Alignment tax: “How much more difficult will it be to create an aligned AI vs an unaligned AI when it becomes possible to create powerful AI?”
If the alignment tax is low, people have less incentive to build an unaligned AI as they'd prefer to build a system that's trying to do what they want. Then, to increase the probability that our AI trajectory goes well, one could focus on how to reduce the alignment tax.
Unipolar / Multipolar: "Will transformative AI systems be privately controlled by one organization or many?" Questions to consider when making this more precise are: What if all the relevant organizations are within one political bloc, like the USA, or many, like the USA + China + Russia + India? What if the humans are unified into a single faction, but the AIs are divided into multiple camps? What if it's the other way around? Also, for each of these kinds of unipolarity or multipolarity, perhaps the world will transition from one type to another at some point, so the question becomes whether the world is unipolar or multipolar "in the crucial period."
There are implications of the unipolar/multipolar variable for AI governance, but also for technical AI safety (e.g. it's more important to build AI that can do bargaining and game theory well, to the extent that the world will be multipolar).
Huh, I'm surprised this one got downvoted -- I had always thought of it as uncontroversially important. I'd be interested to hear why. Maybe the idea is that we should be reducing the alignment tax rather than organizing to pay it, and reducing the tax works the same way in unipolar and multipolar scenarios? EDIT: OK, now it's been strong-upvoted, lol. I guess my takeaway is that this is a controversial one.
Risk Awareness: “In the critical period, will it be widely believed by most of the relevant people that AI is a serious existential risk?”
This is closely related to whether or not there are warning shots or fire alarms, but in principle it could happen without any of either.
I would add "will relevant people expect AI to have extreme benefits, such as a significant percentage point reduction in other existential risk or a technological solution to aging"
Value-symmetry: "Will AI systems in the critical period be equally useful for different values?"
This could fail if, for example, we can build AI systems that are very good at optimizing for easy-to-measure values but significantly worse at optimizing for hard to measure values.
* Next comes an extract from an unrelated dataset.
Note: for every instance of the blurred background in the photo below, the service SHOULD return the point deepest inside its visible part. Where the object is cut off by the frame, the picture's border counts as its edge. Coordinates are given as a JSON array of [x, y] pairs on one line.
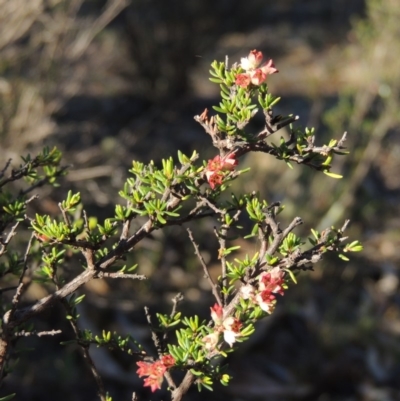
[[112, 81]]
It might be easy to build a sovereign AI to maximize the profit of a company, but hard to create one that cares about humans and what they want.
Evan Hubinger has some operationalizations of things like this here and here.
Deceptive alignment: “In the critical period, will AIs be deceptive?”
Within the framework of Risks from Learned Optimization, this is when a mesa-optimizer has a different objective than the base objective, but instrumentally optimizes the base objective to deceive humans. It can refer more generally to any scenario where an AI system behaves instrumentally one way to deceive humans.
Craziness: "Will the world be weird and crazy in the crucial period?" For example, are lots of important things happening fast, such that it's hard to keep up without AI assistance, is the strategic landscape importantly different from what we expected thanks to new technologies and/or other developments, does the landscape of effective strategies for AI risk reducers look importantly different than it does now...
Coordination Easier/Harder: In the crucial period, will the relevant kind of coordination be easier or harder? For example, perhaps the relevant kind of coordination is coordination to not build AGI until more safety work has been done. This is closely related to the question of whether collective epistemology will have improved or deteriorated.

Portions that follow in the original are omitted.